Como se não fosse o suficiente, Majors possui um desempenho profundamente comovente, que se encaixa perfeitamente na química com Powell, enquanto ele simboliza as vulnerabilidades de Brown e sua luta silenciosa durante um período tenso de guerra. Apesar de ser sobre relações pessoais em momentos de crise, o filme também aborda parte da história pouco retratada nas telas (guerra da Coréia) e entrega momentos eletrizantes típicos do gênero. A direção incorpora os elementos padrão de um filme de guerra apropriadamente, especialmente a tensão do perigo crescente. Não falta ação, mas a riqueza está mesmo nos personagens bidimensionais.

A direção

O talentoso JD Dillard (Stray), em seu primeiro filme dessa escala de grandiosidade, mostra suas habilidades e mantém suas lentes apontadas para o protagonista e a pressão de ser o representante de muitos outros homens que gostariam de receber esse destaque na Marinha. O diretor deixa claro que Brown não quer ou não precisa de um branco salvador (com sua ingenuidade convincente dos privilegiados) e brilha em explorar todas as nuances da relação de amizade em época de segregação. Diferente do já citado Top Gun, este filme acerta mais em estabelecer uma conexão emocional do público com seu herói, assim como sua luta palpável. Felizmente, o roteiro equilibra seu estudo de personagem com ação aguçada e explosiva, algo realmente complexo de se fazer.

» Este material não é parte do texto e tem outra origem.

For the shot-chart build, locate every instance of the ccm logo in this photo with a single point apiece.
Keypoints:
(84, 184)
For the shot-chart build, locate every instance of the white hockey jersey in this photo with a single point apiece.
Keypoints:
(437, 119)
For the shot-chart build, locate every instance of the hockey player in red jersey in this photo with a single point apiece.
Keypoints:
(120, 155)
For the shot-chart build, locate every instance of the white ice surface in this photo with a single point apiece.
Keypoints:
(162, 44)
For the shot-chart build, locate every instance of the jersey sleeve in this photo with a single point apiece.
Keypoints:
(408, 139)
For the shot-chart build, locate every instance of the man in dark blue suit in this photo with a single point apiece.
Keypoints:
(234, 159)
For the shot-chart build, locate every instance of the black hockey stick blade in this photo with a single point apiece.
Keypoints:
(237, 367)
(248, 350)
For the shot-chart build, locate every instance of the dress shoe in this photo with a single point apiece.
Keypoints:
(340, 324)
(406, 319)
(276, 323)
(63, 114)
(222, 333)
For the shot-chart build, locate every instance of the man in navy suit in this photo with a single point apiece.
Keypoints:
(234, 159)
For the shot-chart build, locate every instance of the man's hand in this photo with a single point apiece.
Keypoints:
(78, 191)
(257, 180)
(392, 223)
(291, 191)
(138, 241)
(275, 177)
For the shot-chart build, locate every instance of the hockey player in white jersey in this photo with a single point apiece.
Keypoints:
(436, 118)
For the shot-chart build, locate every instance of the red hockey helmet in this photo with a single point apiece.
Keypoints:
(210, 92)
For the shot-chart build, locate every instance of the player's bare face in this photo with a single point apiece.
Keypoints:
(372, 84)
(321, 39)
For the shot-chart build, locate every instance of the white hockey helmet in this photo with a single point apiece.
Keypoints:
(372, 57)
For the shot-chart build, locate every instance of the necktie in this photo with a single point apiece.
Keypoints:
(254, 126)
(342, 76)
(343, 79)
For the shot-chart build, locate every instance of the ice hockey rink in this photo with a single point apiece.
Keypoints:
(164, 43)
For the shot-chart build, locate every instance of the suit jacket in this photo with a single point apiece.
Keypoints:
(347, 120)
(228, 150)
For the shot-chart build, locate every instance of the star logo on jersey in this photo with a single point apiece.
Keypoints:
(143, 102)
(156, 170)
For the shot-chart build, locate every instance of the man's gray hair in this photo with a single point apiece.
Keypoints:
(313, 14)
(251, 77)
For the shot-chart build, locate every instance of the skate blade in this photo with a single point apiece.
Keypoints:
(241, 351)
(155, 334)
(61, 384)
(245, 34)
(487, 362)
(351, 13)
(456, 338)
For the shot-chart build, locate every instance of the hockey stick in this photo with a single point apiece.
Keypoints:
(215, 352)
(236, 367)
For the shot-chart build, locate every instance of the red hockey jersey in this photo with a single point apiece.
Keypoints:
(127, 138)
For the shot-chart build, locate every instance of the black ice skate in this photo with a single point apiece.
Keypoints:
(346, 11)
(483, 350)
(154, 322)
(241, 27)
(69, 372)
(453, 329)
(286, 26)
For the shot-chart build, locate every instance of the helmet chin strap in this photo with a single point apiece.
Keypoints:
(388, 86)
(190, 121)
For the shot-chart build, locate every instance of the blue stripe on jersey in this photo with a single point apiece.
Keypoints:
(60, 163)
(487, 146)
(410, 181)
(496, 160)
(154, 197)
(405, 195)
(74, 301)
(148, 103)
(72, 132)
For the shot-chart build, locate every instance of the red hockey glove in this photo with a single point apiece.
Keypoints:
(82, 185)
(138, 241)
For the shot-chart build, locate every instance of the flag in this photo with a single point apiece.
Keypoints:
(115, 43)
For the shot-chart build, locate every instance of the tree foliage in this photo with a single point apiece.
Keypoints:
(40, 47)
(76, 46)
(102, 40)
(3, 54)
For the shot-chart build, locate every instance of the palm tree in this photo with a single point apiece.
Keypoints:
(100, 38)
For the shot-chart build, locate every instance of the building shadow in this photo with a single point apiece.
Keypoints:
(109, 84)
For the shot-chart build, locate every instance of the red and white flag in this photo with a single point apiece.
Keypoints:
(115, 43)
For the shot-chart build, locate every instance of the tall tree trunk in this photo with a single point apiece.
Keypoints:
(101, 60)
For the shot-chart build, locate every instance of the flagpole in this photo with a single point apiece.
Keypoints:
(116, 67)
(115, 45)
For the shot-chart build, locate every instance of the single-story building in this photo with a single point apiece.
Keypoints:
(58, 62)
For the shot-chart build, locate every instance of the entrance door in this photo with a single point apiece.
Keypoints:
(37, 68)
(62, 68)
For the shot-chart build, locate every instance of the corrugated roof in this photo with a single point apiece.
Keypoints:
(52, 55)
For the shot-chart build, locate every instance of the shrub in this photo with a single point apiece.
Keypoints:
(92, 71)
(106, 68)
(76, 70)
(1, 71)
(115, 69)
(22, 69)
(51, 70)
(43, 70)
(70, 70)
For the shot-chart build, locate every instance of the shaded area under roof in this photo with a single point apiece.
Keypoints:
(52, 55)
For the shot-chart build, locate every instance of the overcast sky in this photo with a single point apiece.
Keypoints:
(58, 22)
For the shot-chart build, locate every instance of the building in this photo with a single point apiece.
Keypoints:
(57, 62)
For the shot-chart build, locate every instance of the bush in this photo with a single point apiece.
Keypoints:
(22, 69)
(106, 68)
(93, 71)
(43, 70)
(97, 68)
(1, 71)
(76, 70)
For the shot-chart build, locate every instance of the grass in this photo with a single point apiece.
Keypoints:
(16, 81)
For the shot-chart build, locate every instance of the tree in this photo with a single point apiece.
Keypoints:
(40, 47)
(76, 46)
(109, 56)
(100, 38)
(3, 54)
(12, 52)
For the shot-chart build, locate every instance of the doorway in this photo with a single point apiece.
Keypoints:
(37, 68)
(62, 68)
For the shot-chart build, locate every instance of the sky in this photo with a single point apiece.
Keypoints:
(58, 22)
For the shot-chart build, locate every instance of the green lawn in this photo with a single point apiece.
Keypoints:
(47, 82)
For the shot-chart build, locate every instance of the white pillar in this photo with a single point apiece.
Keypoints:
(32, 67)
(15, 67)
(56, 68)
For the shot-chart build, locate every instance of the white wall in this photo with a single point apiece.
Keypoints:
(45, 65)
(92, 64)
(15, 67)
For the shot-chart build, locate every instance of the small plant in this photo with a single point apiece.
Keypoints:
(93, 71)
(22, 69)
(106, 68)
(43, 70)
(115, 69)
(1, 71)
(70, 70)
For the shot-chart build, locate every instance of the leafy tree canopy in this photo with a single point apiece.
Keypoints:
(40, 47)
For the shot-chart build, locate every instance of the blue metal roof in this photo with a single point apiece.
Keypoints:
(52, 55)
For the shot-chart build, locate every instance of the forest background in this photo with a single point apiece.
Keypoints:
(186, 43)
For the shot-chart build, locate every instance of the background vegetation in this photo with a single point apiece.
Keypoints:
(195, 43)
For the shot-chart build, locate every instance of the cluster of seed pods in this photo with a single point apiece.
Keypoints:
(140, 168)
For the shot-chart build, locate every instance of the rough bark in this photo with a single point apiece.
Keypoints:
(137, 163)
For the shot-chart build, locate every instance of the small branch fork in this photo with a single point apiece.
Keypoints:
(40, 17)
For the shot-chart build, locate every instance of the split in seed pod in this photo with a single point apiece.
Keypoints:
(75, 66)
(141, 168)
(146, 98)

A direção rejeita a preguiça de confiar na violência física para expor os danos causados no protagonista como resultado do racismo. Com isso, o impacto é ainda maior porque Dillard tem o cuidado de trabalhar em momentos de respeito, alegria e camaradagem para proporcionar equilíbrio entre as duas partes dramáticas. É arriscado escolher a sutileza e a normalidade em vez da versão mais sensacionalista da discriminação. Isso Irmãs de Honra faz muito melhor que outros mais aclamados. Porém, por vezes o roteiro se torna expositivo em excesso e se deixa levar pela necessidade de comover o público.

Conclusão

Inesperadamente, Irmãos de Honra é um tributo afetuoso e honesto sobre amizade e conexão humana dentro de um filme de guerra repleto de reviravoltas dolorosas e ação de arrepiar. Ainda que um pouco lento e mais centrado em seus personagens complexos, celebra parte da história sobre o primeiro piloto negro da Marinha dos EUA que nunca deveríamos esquecer.

Repleto de boas intenções e efeitos especiais ótimos para um filme pouco divulgado, o drama de guerra impacta por conta de seu elenco talentoso e pelo viés emocional que conquista entre uma sequência de explosão e outra. O filme não promete renovação ao gênero, mas honra sua devoção à mensagem importante que deseja passar.